Whitney reached up and straightened his tie. “Either wear it right or take it off.” She smiled in that mischievous way that put him on guard and turned his insides to mush. “You just helped make the world a safer place for democracy. I don’t think the president’s going to care if you take it off.”
He caught her hands and held them against his chest. “I want to fit in.”
“Don’t tell me big bad Vincent Romeo is afraid of a few dignitarie
s and cucumber sandwiches.”
“I am not afraid.”
Her quicksilver eyes that hid nothing from the world narrowed with concern. “You’ve been jumpy all day. Is something going on?”
Vincent breathed in deeply. Yeah. Maybe the biggest mission of his entire life.
She looked so beautiful. With all that red-gold hair tumbling around the shoulders of that elegant blue dress. Tall and fresh and full of life.
He’d nearly lost that life.
That light.
She’d been released from the hospital three days ago, but she still wore a gauze bandage that masked the stitches in the hairline at her temple. Chilton had had her in his hands, using her as a shield while bullets were flying. There’d been so much blood on her. Head wounds did that, he knew, but it was her blood.
He’d nearly lost her.
And all he could think to say was, You got grit, MacNair.
“Romeo?”
She shook him slightly, pulling him from his deep, regretful trance. She could do that for him. So easily. Time and again. She had more guts than any man he’d ever served with. She met what life threw at her head-on—fists flying, mouth running, heart hoping.
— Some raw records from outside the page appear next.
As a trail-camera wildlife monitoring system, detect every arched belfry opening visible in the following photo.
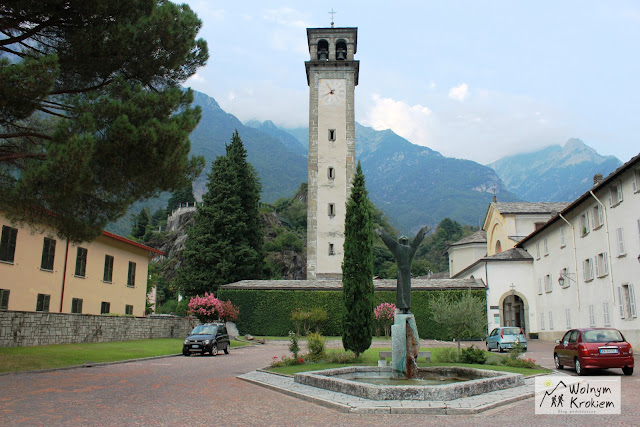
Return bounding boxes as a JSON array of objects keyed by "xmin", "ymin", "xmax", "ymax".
[
  {"xmin": 318, "ymin": 40, "xmax": 329, "ymax": 61},
  {"xmin": 336, "ymin": 40, "xmax": 347, "ymax": 61}
]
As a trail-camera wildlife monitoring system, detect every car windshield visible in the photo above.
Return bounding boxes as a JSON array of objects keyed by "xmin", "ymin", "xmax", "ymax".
[
  {"xmin": 191, "ymin": 325, "xmax": 216, "ymax": 335},
  {"xmin": 582, "ymin": 329, "xmax": 624, "ymax": 342}
]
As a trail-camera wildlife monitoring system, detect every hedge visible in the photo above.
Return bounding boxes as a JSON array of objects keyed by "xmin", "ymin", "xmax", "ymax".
[{"xmin": 218, "ymin": 289, "xmax": 486, "ymax": 340}]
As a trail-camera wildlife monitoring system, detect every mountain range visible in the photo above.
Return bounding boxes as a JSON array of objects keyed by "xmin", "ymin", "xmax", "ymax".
[
  {"xmin": 107, "ymin": 91, "xmax": 620, "ymax": 235},
  {"xmin": 488, "ymin": 138, "xmax": 622, "ymax": 202}
]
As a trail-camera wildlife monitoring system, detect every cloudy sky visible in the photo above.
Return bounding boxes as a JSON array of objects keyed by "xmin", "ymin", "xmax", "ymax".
[{"xmin": 180, "ymin": 0, "xmax": 640, "ymax": 164}]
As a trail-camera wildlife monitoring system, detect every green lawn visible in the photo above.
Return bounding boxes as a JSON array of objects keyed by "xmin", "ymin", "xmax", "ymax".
[
  {"xmin": 0, "ymin": 338, "xmax": 246, "ymax": 373},
  {"xmin": 268, "ymin": 348, "xmax": 551, "ymax": 376}
]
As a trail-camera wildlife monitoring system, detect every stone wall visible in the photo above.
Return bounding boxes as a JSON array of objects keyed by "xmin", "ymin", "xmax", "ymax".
[{"xmin": 0, "ymin": 311, "xmax": 200, "ymax": 347}]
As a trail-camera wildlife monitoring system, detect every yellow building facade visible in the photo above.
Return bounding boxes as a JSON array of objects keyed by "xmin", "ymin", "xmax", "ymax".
[{"xmin": 0, "ymin": 214, "xmax": 162, "ymax": 316}]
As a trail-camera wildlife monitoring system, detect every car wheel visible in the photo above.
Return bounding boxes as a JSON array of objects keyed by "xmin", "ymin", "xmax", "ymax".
[{"xmin": 553, "ymin": 353, "xmax": 564, "ymax": 369}]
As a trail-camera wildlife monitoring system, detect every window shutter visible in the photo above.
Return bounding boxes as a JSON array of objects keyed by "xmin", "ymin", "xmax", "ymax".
[{"xmin": 627, "ymin": 283, "xmax": 638, "ymax": 317}]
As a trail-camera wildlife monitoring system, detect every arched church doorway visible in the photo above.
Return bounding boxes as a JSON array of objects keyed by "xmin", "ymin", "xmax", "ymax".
[{"xmin": 502, "ymin": 294, "xmax": 527, "ymax": 331}]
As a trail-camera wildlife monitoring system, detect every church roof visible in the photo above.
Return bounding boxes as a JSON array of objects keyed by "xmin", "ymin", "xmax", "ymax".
[
  {"xmin": 450, "ymin": 230, "xmax": 487, "ymax": 246},
  {"xmin": 220, "ymin": 278, "xmax": 485, "ymax": 291},
  {"xmin": 491, "ymin": 202, "xmax": 569, "ymax": 214}
]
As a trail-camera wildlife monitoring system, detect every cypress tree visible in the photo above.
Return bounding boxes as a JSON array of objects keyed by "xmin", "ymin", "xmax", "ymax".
[
  {"xmin": 342, "ymin": 162, "xmax": 374, "ymax": 355},
  {"xmin": 179, "ymin": 156, "xmax": 256, "ymax": 295},
  {"xmin": 226, "ymin": 129, "xmax": 265, "ymax": 279}
]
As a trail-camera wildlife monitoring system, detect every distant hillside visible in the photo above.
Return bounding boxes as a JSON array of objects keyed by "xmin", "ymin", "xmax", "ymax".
[{"xmin": 487, "ymin": 138, "xmax": 622, "ymax": 202}]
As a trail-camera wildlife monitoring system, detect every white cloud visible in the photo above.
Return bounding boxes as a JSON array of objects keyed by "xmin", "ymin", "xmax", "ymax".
[{"xmin": 449, "ymin": 83, "xmax": 469, "ymax": 102}]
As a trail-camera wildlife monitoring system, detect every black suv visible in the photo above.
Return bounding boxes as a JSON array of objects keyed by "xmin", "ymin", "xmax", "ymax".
[{"xmin": 182, "ymin": 323, "xmax": 231, "ymax": 356}]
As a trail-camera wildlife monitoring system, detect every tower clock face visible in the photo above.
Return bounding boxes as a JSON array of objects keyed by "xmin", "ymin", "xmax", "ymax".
[{"xmin": 318, "ymin": 79, "xmax": 347, "ymax": 105}]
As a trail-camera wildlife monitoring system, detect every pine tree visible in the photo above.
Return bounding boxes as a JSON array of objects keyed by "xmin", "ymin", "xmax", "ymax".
[
  {"xmin": 226, "ymin": 130, "xmax": 265, "ymax": 279},
  {"xmin": 0, "ymin": 0, "xmax": 208, "ymax": 241},
  {"xmin": 342, "ymin": 162, "xmax": 374, "ymax": 355}
]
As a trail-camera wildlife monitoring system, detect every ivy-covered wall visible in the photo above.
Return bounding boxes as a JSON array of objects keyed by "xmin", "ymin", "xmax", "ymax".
[{"xmin": 217, "ymin": 289, "xmax": 486, "ymax": 340}]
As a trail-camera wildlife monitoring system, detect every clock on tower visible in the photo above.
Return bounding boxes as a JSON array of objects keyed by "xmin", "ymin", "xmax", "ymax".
[{"xmin": 305, "ymin": 25, "xmax": 359, "ymax": 280}]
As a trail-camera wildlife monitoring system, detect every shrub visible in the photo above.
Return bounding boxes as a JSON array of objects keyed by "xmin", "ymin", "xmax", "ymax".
[
  {"xmin": 307, "ymin": 332, "xmax": 326, "ymax": 362},
  {"xmin": 289, "ymin": 332, "xmax": 300, "ymax": 359},
  {"xmin": 433, "ymin": 347, "xmax": 458, "ymax": 363},
  {"xmin": 460, "ymin": 345, "xmax": 487, "ymax": 365}
]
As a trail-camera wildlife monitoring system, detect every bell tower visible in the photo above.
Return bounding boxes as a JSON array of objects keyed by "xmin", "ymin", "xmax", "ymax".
[{"xmin": 305, "ymin": 23, "xmax": 359, "ymax": 280}]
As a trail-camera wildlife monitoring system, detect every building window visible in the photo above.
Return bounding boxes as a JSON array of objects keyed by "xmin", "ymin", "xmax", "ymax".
[
  {"xmin": 596, "ymin": 252, "xmax": 609, "ymax": 277},
  {"xmin": 616, "ymin": 227, "xmax": 627, "ymax": 256},
  {"xmin": 591, "ymin": 203, "xmax": 604, "ymax": 230},
  {"xmin": 102, "ymin": 255, "xmax": 113, "ymax": 283},
  {"xmin": 127, "ymin": 261, "xmax": 136, "ymax": 288},
  {"xmin": 76, "ymin": 248, "xmax": 87, "ymax": 277},
  {"xmin": 71, "ymin": 298, "xmax": 82, "ymax": 314},
  {"xmin": 0, "ymin": 225, "xmax": 18, "ymax": 262},
  {"xmin": 618, "ymin": 283, "xmax": 638, "ymax": 319},
  {"xmin": 602, "ymin": 302, "xmax": 611, "ymax": 326},
  {"xmin": 609, "ymin": 181, "xmax": 622, "ymax": 207},
  {"xmin": 0, "ymin": 289, "xmax": 11, "ymax": 310},
  {"xmin": 40, "ymin": 237, "xmax": 56, "ymax": 271},
  {"xmin": 100, "ymin": 301, "xmax": 111, "ymax": 314},
  {"xmin": 582, "ymin": 258, "xmax": 593, "ymax": 282},
  {"xmin": 580, "ymin": 211, "xmax": 589, "ymax": 236},
  {"xmin": 36, "ymin": 294, "xmax": 51, "ymax": 311},
  {"xmin": 589, "ymin": 304, "xmax": 596, "ymax": 328}
]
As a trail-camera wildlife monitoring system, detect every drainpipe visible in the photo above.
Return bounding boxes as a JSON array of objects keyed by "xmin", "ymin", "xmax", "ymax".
[
  {"xmin": 558, "ymin": 213, "xmax": 580, "ymax": 308},
  {"xmin": 589, "ymin": 190, "xmax": 616, "ymax": 300},
  {"xmin": 60, "ymin": 238, "xmax": 69, "ymax": 313}
]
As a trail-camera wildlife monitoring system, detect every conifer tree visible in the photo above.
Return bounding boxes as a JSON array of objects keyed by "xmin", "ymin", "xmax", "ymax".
[
  {"xmin": 342, "ymin": 162, "xmax": 374, "ymax": 355},
  {"xmin": 226, "ymin": 129, "xmax": 265, "ymax": 279}
]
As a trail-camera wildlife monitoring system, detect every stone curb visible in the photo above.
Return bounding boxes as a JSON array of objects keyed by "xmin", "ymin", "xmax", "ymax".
[{"xmin": 237, "ymin": 370, "xmax": 535, "ymax": 415}]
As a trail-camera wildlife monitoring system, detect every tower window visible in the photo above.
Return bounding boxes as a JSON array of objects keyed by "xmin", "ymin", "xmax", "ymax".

He wanted that sunny, golden personality to be a part of his life. He didn’t know how much he needed her sunshine until he’d almost lost it forever.
Melissa had once told him that a relationship with an agent would never work.
He’d make it work. With Whitney.
He just had to tell her how he felt.
And today was the day he planned to do it.
He felt her tender fingers on his face, checking to see if he was all right. “C’mon. You’re looking a little green around the gills. Enough making nice with these people. Let’s say goodbye to my folks and get out of here.”
She led him by the hand to her family’s table. He’d met all the brothers, sized them up, passed inspection himself, he thought. Whitney was a carbon copy of her mother, Rose MacNair, though her personality came from her father, Gerald, Sr.
Brian was monopolizing the conversation with one of the congressmen Vincent had met earlier. “Without Montana Confidential to stop him, Weston would still be trading secrets. My baby sister saved lives.”